| Type: | Package | 
| Title: | Categorical Data Analysis | 
| Version: | 0.1.4 | 
| Author: | Nick Williams | 
| Maintainer: | Nick Williams <ntwilliams.personal@gmail.com> | 
| Description: | Includes wrapper functions around existing functions for the analysis of categorical data and introduces functions for calculating risk differences and matched odds ratios. R currently supports a wide variety of tools for the analysis of categorical data. However, many functions are spread across a variety of packages with differing syntax and poor compatibility with each another. prop_test() combines the functions binom.test(), prop.test() and BinomCI() into one output. prop_power() allows for power and sample size calculations for both balanced and unbalanced designs. riskdiff() is used for calculating risk differences and matched_or() is used for calculating matched odds ratios. For further information on methods used that are not documented in other packages see Nathan Mantel and William Haenszel (1959) <doi:10.1093/jnci/22.4.719> and Alan Agresti (2002) <ISBN:0-471-36093-7>. | 
| License: | MIT + file LICENSE | 
| Encoding: | UTF-8 | 
| LazyData: | true | 
| Imports: | epitools, DescTools, cli, magrittr, Hmisc, broom, rlang | 
| RoxygenNote: | 6.1.1 | 
| Suggests: | testthat, dplyr, forcats | 
| NeedsCompilation: | no | 
| Packaged: | 2019-06-14 13:52:19 UTC; niw4001 | 
| Repository: | CRAN | 
| Date/Publication: | 2019-06-14 14:10:03 UTC | 
Pipe operator
Description
See magrittr::%>% for details.
Usage
lhs %>% rhs
Matched pairs odds ratio and confidence interval
Description
Create odds ratio and confidence interval from matched pairs data.
Usage
matched_or(df, ...)
Arguments
df | 
 a dataframe with binary variables x and y or a 2 x 2 frequency table/matrix.
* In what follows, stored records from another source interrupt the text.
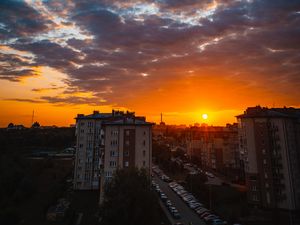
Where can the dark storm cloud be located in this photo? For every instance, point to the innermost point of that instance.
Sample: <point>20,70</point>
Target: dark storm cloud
<point>72,100</point>
<point>18,19</point>
<point>14,67</point>
<point>24,100</point>
<point>134,50</point>
<point>50,54</point>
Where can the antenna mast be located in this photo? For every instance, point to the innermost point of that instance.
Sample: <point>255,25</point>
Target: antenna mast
<point>32,117</point>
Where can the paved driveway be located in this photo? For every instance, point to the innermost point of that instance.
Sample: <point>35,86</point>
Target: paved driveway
<point>187,214</point>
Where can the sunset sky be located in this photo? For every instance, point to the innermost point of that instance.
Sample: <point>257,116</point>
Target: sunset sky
<point>183,58</point>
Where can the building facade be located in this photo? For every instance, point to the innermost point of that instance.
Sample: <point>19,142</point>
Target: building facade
<point>93,145</point>
<point>128,144</point>
<point>216,147</point>
<point>269,141</point>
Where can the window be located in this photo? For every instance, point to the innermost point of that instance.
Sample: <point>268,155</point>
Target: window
<point>254,198</point>
<point>112,163</point>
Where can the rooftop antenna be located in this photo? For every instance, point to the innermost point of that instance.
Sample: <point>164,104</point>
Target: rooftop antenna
<point>32,117</point>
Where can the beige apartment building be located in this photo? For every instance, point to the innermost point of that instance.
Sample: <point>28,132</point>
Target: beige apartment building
<point>100,146</point>
<point>128,143</point>
<point>270,145</point>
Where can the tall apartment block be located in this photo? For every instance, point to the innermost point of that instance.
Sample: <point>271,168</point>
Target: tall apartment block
<point>100,148</point>
<point>216,147</point>
<point>127,144</point>
<point>269,141</point>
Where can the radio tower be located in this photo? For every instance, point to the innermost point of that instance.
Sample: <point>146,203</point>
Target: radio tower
<point>32,117</point>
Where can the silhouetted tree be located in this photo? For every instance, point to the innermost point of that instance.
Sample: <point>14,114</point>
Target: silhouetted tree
<point>10,125</point>
<point>128,199</point>
<point>35,125</point>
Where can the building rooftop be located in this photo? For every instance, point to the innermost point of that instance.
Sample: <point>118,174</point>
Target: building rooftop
<point>258,111</point>
<point>128,121</point>
<point>116,118</point>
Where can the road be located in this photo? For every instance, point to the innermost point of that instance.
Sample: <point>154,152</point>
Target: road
<point>187,214</point>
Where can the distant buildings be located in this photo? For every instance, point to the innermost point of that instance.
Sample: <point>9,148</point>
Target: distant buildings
<point>107,141</point>
<point>215,147</point>
<point>269,142</point>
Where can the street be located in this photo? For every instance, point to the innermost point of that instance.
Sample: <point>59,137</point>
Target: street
<point>187,214</point>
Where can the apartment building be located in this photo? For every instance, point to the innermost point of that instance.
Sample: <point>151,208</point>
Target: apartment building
<point>215,146</point>
<point>91,143</point>
<point>128,143</point>
<point>269,141</point>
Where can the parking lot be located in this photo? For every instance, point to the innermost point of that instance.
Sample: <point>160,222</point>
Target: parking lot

If a table or matrix, x and y must be NULL. Used to select method.  | 
... | 
 further arguments passed to or from other methods.  | 
Details
The matched pairs odds ratio and confidence interval is the equivalent of calculating a Cochran-Mantel-Haenszel odds ratio where each pair is treated as a stratum.
Value
a list with class "matched_or" with the following components:
tab | 
 2x2 table using for calculating risk difference  | 
or | 
 dataframe with columns corresponding to matched-pairs OR, lower bound, and upper bound of CI  | 
conf.level | 
 specified confidence level  | 
Examples
set.seed(1)
gene <- data.frame(pair = seq(1:35),
                   ulcer = rbinom(35, 1, .7),
                   healthy = rbinom(35, 1, .4))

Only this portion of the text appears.